Sipping a tropical drink in Mallory Square, watching a schooner slip past the setting sun, is something everybody should experience at least once in their lives. But this island city, once home to pirates, fishermen and high-sea traders, has more to offer when it comes to the great outdoors.
Sailors gather here each winter for Key West Race Week, an international sporting event second only to the America's Cup. Powerboat racers come in droves each year as well for the Key West World Championship Powerboat Races, one of motor sports' most prestigious events.
Sea kayakers, windsurfers, swimmers, anglers and cyclists also love Key West – for the water, the beach, but most of all, the hospitality of the native "Conchs," who for generations have made their livelihoods from the sea.
Wet a Line
Captain Bill Wickers, a third-generation charter boat captain, challenges his customers to name another place in the world where anglers can catch as many different species of fish in one location.
"We've got it all," says Wickers, who runs two boats out of Key West's famous Charter Boat Row. "It doesn't matter what month you come down, there is always something biting."
Wickers' grandfather helped pioneer blue-water fishing "beyond the reef." Legendary anglers such as Ernest Hemingway and Zane Grey ventured to the southernmost point in the United States for marlin, tuna and wahoo, the fastest fish in the sea.
"We have two 40-foot, diesel-powered sportfishermen that we take to the gulfstream, wrecks and the reefs," he says. "We don't have to run very far to put you on the fish."
More world records have been set in Key West than any other location in the world. Tournament fishermen come for the king mackerel when the winter wind blows. In the spring, the sailfish begin to bite, and as the water warms, the action heats up with big, bull dolphin, known to diners as mahi mahi.
"I'll just ask what do you feel like catching, then you let us take it from there," he says.
Bob Holston and CeCe Roycraft have been ferrying scuba divers and snorkelers to nearby wrecks and reefs for over 40 years.
"We have the best diving in the world," says Roycraft. "But it's about to get a whole lot better."

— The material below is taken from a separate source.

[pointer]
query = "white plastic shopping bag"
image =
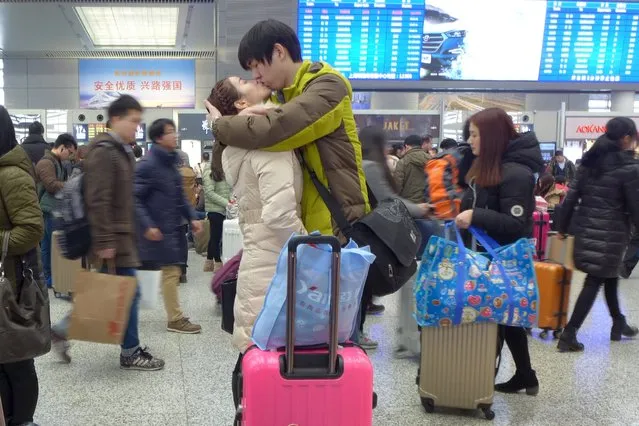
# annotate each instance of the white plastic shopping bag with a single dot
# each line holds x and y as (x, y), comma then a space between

In late May of 2009, a World War II-era warship called the Vandenberg was sunk less than five miles from shore. Scuba divers are able to access the the main deck at approximately 95 feet below surface in the crystal clear water.
"Most of the truly spectacular wrecks lie in such deep water that they are out of reach to everybody except the most advanced divers," Roycraft explains.

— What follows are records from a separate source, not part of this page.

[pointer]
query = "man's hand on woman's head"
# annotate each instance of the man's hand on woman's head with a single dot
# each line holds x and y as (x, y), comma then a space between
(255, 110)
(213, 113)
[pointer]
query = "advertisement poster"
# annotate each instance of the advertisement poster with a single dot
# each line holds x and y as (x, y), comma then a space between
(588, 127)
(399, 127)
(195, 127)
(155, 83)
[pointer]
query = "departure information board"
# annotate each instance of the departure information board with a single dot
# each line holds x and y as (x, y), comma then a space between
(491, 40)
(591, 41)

The Vandenberg, which also saw service as a missile-tracking ship during the Mercury, Jupiter and Apollo programs, is just outside the reef line, about a half-hour ride from the marina.
"This ship has varied relief so it attracts a wide variety of marine life," she says. "It is the largest wreck in the Keys."
Roycraft's company, Dive Key West, runs regular trips to the Vandenberg.
Catch Some Air
Thrill seekers have always made Key West a destination vacation. Nestled between the Atlantic Ocean and the Gulf of Mexico, there is always a breeze blowing on the water from one direction or another.
"That's why you won't find a better place to kite surf," says Paul Menta, founder of The Kite House kite surfing school. "We'll get you up and flying by the end of the week."
Kite boarding, or kite surfing, is one of the fastest growing watersports in the country. In most places, students spend several days learning how to fly a kite on land before they try their luck with a board in open water.
"We have so many great spots to teach in shallow water, so we can accelerate the process," Menta says. "We can teach in a day or two what most schools take to do in a week."
Menta has added a new sport to his arsenal of fun: stand-up paddle boards. These oversized surf boards are propelled by a kayak paddle. "There is no learning curve," he says. "You just get up and go."
Stand-up paddle boarding, or paddle surfing as it is sometimes called, has proven so popular that Menta has had to increase the size of his fleet just to meet demand. "It's crazy," he says. "People love it."